Keempat, dalam menanggapi keluhan masyarakat itu, Cak Nun menyemangati mereka secara psikologis. “Jangan mudah tertekan oleh apapun, termasuk oleh tuduhan-tuduhan bid’ah atau syirik yang ditimpakan Anda, sepanjang Anda yakin dengan segala argumentasinya, Anda tenang saja. Anda memiliki Allah. Anda memiliki Rasulullah, jadi jangan cemas dan jangan tertekan,” demikian kerap Cak Nun mengatakan. Masalahnya, kata Cak Nun, “Kita sendiri kurang yakin sehingga mudah goyah juga.” Bahkan Cak Nun juga menyulut semangat mereka dengan menyatakan, “Tiga tahun lagi yang bikin congkrah-congkrah itu akan kalah.”

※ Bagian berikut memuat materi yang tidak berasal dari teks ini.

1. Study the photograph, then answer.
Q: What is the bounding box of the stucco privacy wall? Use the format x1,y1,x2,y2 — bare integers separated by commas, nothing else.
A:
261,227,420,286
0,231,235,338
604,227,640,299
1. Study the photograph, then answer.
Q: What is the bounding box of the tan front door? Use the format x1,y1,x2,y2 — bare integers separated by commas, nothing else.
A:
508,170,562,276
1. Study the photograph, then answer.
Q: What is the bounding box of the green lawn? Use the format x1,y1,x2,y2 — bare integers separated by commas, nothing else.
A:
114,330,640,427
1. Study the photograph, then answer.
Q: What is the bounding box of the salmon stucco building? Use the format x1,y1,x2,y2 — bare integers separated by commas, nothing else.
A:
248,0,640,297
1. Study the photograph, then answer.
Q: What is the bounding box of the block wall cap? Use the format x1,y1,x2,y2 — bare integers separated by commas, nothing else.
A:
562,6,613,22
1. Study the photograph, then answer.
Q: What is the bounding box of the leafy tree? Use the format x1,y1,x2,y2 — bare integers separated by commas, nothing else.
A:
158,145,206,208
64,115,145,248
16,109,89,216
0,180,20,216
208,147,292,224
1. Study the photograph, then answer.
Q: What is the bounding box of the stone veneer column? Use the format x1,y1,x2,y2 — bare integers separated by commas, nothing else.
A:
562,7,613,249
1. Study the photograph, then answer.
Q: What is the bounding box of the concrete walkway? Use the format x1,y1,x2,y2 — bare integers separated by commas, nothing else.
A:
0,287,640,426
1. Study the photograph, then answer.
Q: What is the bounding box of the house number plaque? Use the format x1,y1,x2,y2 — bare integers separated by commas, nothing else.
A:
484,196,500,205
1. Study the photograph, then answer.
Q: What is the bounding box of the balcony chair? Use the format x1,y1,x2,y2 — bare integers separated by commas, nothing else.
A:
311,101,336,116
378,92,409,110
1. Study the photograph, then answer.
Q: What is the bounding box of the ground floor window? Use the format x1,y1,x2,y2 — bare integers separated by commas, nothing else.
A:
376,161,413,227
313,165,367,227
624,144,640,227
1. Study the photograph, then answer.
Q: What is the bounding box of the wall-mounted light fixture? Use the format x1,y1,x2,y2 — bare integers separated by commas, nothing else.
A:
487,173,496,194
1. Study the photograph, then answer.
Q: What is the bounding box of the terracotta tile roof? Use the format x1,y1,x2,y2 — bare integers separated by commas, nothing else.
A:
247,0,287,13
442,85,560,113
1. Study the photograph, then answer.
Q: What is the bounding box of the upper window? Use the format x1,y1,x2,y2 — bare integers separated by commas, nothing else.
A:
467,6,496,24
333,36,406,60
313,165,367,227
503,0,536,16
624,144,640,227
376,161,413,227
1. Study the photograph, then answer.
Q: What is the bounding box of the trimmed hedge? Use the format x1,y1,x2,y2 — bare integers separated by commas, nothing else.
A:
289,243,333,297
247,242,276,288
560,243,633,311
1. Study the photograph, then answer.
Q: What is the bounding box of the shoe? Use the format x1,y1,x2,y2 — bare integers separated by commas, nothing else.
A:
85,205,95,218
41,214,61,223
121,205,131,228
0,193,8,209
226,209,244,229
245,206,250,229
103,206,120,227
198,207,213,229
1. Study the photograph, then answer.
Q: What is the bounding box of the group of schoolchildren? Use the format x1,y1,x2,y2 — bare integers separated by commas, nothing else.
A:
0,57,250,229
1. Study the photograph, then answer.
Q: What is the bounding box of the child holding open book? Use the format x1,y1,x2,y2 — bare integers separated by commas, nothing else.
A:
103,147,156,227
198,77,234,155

Kelima, kepada orang-orang yang suka mensyirikkan atau menyesatkan itu, Cak Nun hendak mengatakan, “Kalau Anda menuding-nuding orang, persoalannya bukan semata-mata benar tidaknya tuduhan itu, apalagi sejatinya yang tahu hanya Tuhan, tetapi bahwa ini adalah masalah sesrawungan atau hubungan antar manusia. Kalau anda menuding-nuding orang lain, itu berarti merendahkan martabat mereka dan menyakiti hati mereka. Padahal tidak dibenarkan oleh ajaran agama untuk merendahkan dan menyakiti hati orang. Bahkan kalau manusia yang normal, misalkan dia tanpa sengaja menyakiti orang lain maka dia sendiri sebenarnya yang akan merasakan sakit itu. Itulah manusia. Manusia yang sewajarnya adalah yang mengerti bahwa tindakan-tindakannya itu menyakiti hati orang lain atau tidak. Maka, hal yang pertama harus kembali dipelajari sebelum bicara macam-macam termasuk membid’ahkan orang adalah ‘menjadi manusia terlebih dahulu’. Itulah yang oleh Cak Nun disebut sebagai kehilangan kemanusiaannya.

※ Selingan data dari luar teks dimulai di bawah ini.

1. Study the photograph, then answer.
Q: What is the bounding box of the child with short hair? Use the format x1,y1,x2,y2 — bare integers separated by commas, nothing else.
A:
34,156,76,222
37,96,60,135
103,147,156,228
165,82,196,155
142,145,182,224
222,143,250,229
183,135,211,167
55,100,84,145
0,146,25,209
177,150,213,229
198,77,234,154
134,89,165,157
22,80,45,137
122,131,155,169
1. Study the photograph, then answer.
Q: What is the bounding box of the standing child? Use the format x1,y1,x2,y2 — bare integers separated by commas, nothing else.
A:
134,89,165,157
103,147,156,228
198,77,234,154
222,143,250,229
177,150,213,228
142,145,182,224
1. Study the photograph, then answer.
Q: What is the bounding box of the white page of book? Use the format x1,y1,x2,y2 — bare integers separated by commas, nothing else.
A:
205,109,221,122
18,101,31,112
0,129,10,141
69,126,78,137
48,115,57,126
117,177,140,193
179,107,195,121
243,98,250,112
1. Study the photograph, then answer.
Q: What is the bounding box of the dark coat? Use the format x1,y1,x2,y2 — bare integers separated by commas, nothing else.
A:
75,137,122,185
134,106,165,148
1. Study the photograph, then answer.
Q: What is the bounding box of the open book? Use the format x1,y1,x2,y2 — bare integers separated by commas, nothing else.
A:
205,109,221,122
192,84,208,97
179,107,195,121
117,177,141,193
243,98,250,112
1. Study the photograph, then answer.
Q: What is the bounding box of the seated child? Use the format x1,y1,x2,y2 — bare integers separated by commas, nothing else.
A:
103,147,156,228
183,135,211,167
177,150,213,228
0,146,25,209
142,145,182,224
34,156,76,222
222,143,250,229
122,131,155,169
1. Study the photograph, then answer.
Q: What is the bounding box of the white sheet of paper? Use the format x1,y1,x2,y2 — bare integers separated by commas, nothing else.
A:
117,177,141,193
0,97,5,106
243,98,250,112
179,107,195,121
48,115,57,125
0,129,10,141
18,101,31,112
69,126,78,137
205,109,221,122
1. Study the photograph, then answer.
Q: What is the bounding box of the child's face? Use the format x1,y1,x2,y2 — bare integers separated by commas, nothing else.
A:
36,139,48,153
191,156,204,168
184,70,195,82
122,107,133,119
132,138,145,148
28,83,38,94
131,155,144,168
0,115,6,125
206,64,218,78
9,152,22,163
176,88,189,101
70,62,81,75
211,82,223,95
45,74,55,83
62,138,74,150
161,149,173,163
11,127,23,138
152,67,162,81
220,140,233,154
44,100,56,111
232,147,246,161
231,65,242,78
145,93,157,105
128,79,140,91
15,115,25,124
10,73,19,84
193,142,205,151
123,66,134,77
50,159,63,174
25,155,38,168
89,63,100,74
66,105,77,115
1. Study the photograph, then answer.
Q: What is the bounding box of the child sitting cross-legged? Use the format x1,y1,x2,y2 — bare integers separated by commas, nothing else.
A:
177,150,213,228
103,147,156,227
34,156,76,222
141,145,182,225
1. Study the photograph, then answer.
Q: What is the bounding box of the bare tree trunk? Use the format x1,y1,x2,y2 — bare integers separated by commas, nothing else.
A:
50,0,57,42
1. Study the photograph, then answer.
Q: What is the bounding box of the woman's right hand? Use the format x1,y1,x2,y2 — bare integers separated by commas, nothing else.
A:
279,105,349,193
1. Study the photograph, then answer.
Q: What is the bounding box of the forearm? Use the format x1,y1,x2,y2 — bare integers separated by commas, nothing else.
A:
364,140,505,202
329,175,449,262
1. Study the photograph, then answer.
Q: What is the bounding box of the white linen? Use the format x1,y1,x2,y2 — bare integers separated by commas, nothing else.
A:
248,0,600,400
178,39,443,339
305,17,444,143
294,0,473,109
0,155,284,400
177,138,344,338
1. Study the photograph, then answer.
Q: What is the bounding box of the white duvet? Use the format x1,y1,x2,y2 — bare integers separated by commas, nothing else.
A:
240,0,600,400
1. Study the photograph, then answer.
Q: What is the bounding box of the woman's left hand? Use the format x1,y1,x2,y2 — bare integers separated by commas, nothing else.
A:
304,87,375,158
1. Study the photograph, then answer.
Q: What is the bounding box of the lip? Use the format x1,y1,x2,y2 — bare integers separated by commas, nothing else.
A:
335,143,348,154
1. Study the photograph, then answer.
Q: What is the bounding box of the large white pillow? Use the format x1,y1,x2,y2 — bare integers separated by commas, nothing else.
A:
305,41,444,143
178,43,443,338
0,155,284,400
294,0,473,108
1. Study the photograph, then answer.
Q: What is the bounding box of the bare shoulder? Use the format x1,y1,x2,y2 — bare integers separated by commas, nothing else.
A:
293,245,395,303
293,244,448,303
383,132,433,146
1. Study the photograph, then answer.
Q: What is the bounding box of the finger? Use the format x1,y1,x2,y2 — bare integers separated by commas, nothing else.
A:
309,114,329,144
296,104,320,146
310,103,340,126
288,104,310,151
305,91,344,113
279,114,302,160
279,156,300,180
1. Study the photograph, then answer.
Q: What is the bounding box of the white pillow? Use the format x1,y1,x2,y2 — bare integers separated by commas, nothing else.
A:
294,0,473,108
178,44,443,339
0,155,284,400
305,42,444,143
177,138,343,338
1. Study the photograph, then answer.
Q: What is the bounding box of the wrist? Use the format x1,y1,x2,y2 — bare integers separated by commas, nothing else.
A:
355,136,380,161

Terkait dengan hubungan antara agama dan budaya, Cak Nun pernah memetakan kesadaran umat Islam terhadap tiga nilai penting dalam kehidupan yakni kebenaran, kebaikan, dan keindahan. “Terhadap kebenaran kita tidak ragu. Maksudnya, kita punya kesadaran bahwa kebenaran harus ditegakkan. Kepada kebaikan juga demikian. Bahwa kita harus melakukan kebaikan. Tetapi terhadap keindahan, sebagian dari kita masih ragu-ragu. Khawatir jika keindahan itu tidak boleh, rentan syirik, bertentangan dengan syariat dan lain sebagainya. Dan dalam kondisi demikian, dunia keindahan (termasuk kesenian) justru diwakili oleh produk dan kerja kesenian yang dangkal, artifisial, jauh dari kualitas dan martabat yang seharusnya turut dibangun dan direpresentasikan oleh kesenian sebagai bagian utama dari keindahan.”

Catatan kaki:

[6] Berita doa bersama ini dapat disimak di Harian Kedaulatan Rakyat, Senin, 14 Oktober 2013, halaman 2.

[7] Tentang sejarah Wahabbisme, dapat dibaca di antaranya, Hamid Algar, Wahhabisme: Sebuah Tinjauan Kritis, Paramadina, Jakarta, 2008 dan Khaled Aboe El Fadl, Selamatkan Islam dari Muslim Puritan, Serambi Jakarta, 2006.